In the wake of the mass graves that had been recently uncovered, I thought it would be appropriate to discuss a song that can have a new, modern-day relevance.

The Logical Song was released in 1979 and it was based off of frontman Roger Hodgson’s experience in being sent off to boarding school. It would become the best lyrically written song at the time Hodgson earned the Ivor Novello Award by the British Academy of Composer and Songwriters.

The subject of the song in childhood enjoyed observing nature. He is then sent to a boarding school where he is taught to be cold and calculating in order to survive in the world. It ends with him having to register for the draft in order to not be viewed as a deviant. But, the major theme of the song, which is in the main stanza, involves the issue of identity that was taken from him by an irrelevant, indifferent educational system.

I am not Native American, nor lived in a reservation, nor went to a boarding school, so my perspective is entirely from an outsider’s perspective. Though, I can definitely see how this song could easily relate to any indigenous person in America and Canada.

What comes to mind is reading Professor Margaret Noodin’s piece about teaching Anishinaabeg (Ojibwe). There was a part where she discussed working alongside fellow Anishinaabeg speakers to translate the Metallica song Welcome Home (Sanitarium). It was submitted by Ojibwe students and it is easy to understand why. The song is filled with lyrics that can easily relate to the Native American experience, especially since two of the translators were themselves residential school survivors.

As such, it is not far from possibility to have a song translated into one of the many Native American languages that were silenced in the residential schools. Supertramp’s Logical Song is a prime candidate, as I will argue. Unlike Sanitarium, which illustrates life in an asylum, Logical Song takes place in a boarding school.

As for the beginning lyrics, it describes life as a “miracle…beautiful, magical” juxtaposed with singing birds. It is without debate that Native Americans of all nations hold nature with utmost respect. This is reflective of the reality that indigenous people hold stewardship over 80% of all biodiversity on Earth. As it can be expected, the ruling governments will do everything they can–as they always had–to gain access to those lands, because they hold natural and economic wealth.

It then transitions into the boarding school years, in which the subject must learn to be “responsible, practical…dependable…intellectual, cynical.” This has to involve a complete reorientation of the culture that the subject was raised in. This is especially highlighted in the lyric in the main stanza: “Won’t you please/Please tell me what we learned.” The pedagogy has no relevance to the subject and it is meant to be adhered to without question. This is especially the case to those residential school students, who had to worship Christianity and speak English, otherwise they would be beat or worse.

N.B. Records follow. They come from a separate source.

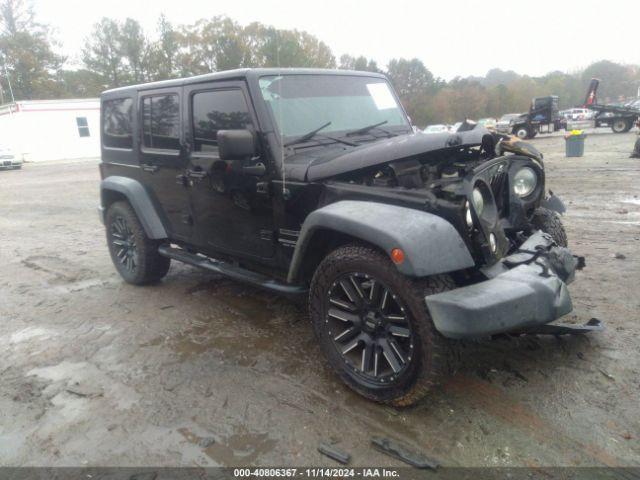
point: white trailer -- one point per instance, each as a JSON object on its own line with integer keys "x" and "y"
{"x": 40, "y": 130}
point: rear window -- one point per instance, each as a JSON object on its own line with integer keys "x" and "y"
{"x": 117, "y": 120}
{"x": 161, "y": 122}
{"x": 217, "y": 110}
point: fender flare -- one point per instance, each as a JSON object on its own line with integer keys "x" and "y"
{"x": 139, "y": 200}
{"x": 430, "y": 243}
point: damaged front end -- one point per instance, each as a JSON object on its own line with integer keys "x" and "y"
{"x": 524, "y": 290}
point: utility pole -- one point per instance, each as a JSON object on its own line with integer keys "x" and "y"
{"x": 6, "y": 72}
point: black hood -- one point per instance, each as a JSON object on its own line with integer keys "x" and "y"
{"x": 325, "y": 162}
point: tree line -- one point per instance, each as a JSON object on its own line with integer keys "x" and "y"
{"x": 119, "y": 53}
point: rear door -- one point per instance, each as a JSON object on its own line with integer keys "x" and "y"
{"x": 233, "y": 212}
{"x": 163, "y": 158}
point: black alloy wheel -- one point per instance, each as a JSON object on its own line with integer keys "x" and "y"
{"x": 369, "y": 327}
{"x": 373, "y": 325}
{"x": 134, "y": 255}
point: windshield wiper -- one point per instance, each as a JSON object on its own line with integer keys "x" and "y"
{"x": 363, "y": 130}
{"x": 307, "y": 136}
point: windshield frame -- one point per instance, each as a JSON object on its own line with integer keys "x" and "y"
{"x": 283, "y": 139}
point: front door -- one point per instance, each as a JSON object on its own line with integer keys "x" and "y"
{"x": 163, "y": 159}
{"x": 232, "y": 210}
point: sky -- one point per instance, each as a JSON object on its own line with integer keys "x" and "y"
{"x": 452, "y": 38}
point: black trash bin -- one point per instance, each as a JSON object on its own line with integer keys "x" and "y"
{"x": 574, "y": 144}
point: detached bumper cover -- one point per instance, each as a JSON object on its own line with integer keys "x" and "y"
{"x": 524, "y": 290}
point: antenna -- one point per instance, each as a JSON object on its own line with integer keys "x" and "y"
{"x": 6, "y": 72}
{"x": 284, "y": 179}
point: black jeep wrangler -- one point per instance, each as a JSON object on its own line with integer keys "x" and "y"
{"x": 313, "y": 183}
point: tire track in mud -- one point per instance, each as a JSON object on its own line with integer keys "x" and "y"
{"x": 497, "y": 404}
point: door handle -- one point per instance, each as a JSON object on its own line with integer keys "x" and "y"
{"x": 196, "y": 173}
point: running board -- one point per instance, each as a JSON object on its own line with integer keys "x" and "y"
{"x": 231, "y": 271}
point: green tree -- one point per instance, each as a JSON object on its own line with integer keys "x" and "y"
{"x": 103, "y": 54}
{"x": 212, "y": 45}
{"x": 348, "y": 62}
{"x": 136, "y": 51}
{"x": 410, "y": 77}
{"x": 26, "y": 52}
{"x": 270, "y": 47}
{"x": 165, "y": 51}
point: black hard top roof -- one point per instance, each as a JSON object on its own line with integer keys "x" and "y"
{"x": 239, "y": 74}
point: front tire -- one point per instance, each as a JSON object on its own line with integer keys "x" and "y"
{"x": 621, "y": 126}
{"x": 134, "y": 255}
{"x": 374, "y": 327}
{"x": 549, "y": 222}
{"x": 522, "y": 133}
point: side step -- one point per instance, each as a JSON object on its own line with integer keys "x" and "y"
{"x": 231, "y": 271}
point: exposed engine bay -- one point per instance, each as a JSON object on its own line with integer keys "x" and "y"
{"x": 488, "y": 191}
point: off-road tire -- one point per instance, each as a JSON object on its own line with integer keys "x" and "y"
{"x": 621, "y": 126}
{"x": 549, "y": 222}
{"x": 434, "y": 357}
{"x": 150, "y": 266}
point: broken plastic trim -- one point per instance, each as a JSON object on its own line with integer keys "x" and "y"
{"x": 593, "y": 325}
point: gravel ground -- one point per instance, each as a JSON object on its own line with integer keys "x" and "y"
{"x": 200, "y": 370}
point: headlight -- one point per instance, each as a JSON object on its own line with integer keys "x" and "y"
{"x": 524, "y": 182}
{"x": 478, "y": 201}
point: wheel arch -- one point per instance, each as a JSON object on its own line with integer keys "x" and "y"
{"x": 115, "y": 188}
{"x": 431, "y": 244}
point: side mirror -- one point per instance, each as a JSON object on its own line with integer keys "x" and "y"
{"x": 236, "y": 144}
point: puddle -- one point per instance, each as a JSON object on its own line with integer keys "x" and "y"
{"x": 61, "y": 270}
{"x": 243, "y": 447}
{"x": 30, "y": 333}
{"x": 248, "y": 328}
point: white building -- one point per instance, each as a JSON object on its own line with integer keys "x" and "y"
{"x": 39, "y": 130}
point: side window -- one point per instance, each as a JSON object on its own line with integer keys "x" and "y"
{"x": 117, "y": 120}
{"x": 217, "y": 110}
{"x": 161, "y": 122}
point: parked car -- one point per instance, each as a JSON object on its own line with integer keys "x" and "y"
{"x": 440, "y": 128}
{"x": 400, "y": 243}
{"x": 8, "y": 158}
{"x": 454, "y": 128}
{"x": 577, "y": 114}
{"x": 505, "y": 123}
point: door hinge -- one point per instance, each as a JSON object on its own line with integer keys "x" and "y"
{"x": 262, "y": 187}
{"x": 266, "y": 235}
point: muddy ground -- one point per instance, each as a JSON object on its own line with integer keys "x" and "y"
{"x": 200, "y": 370}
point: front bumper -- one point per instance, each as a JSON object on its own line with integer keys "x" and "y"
{"x": 524, "y": 290}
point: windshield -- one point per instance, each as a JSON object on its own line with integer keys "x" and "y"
{"x": 302, "y": 103}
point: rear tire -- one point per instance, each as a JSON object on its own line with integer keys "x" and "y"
{"x": 549, "y": 222}
{"x": 401, "y": 325}
{"x": 134, "y": 255}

This is especially relevant in the imperative lyric forewarning the subject to mind his words, lest he be called a “…fanatical, criminal.” Indeed, the inclination towards restoring native cultures and languages would have been seen as savage by the residential school faculty. The infamous words of the General Richard Pratt “Kill the Indian; Save the Man” would be the basis of the residential school system that he would develop, by making the case that to be “Indian” was to be considered beneath dignity and civilization, while being “the Man” would be to resemble the white people in every possible way in faith, speech, or all else.

The main stanza involves the subject’s soliloquy about his own identity. He practically lies awake at night, thinking about his own place in a world that does not belong to him. His one of two requests is to “Please tell me who I am.”

I hope that many residential school survivors and their descendants would be willing to ask this request. If they are musically inclined, then it would definitely be important for them to cover this song in their indigenous language.

There are already covers in endangered languages that exist on YouTube. An example being U2’s With or Without You in Irish Gaelic. It is featured on the YouTube channel TG Lurgan, which features many other Irish Gaelic covers.

Of course, I would expect the cover of the song to be more somber in tone, since the original is vibrant with saxophones, whistles, and cowbells. It would most certainly be different from the Eurodance cover by the band Scooter, which would become the unofficial anthem for the Scottish hooligan culture.

Hopefully, there is more attention put on this song, since it was far from its time. If it is possible for endangered or extinct languages to be used in music covers, then it is with utmost importance that this song be covered in the indigenous American and Canadian tongues.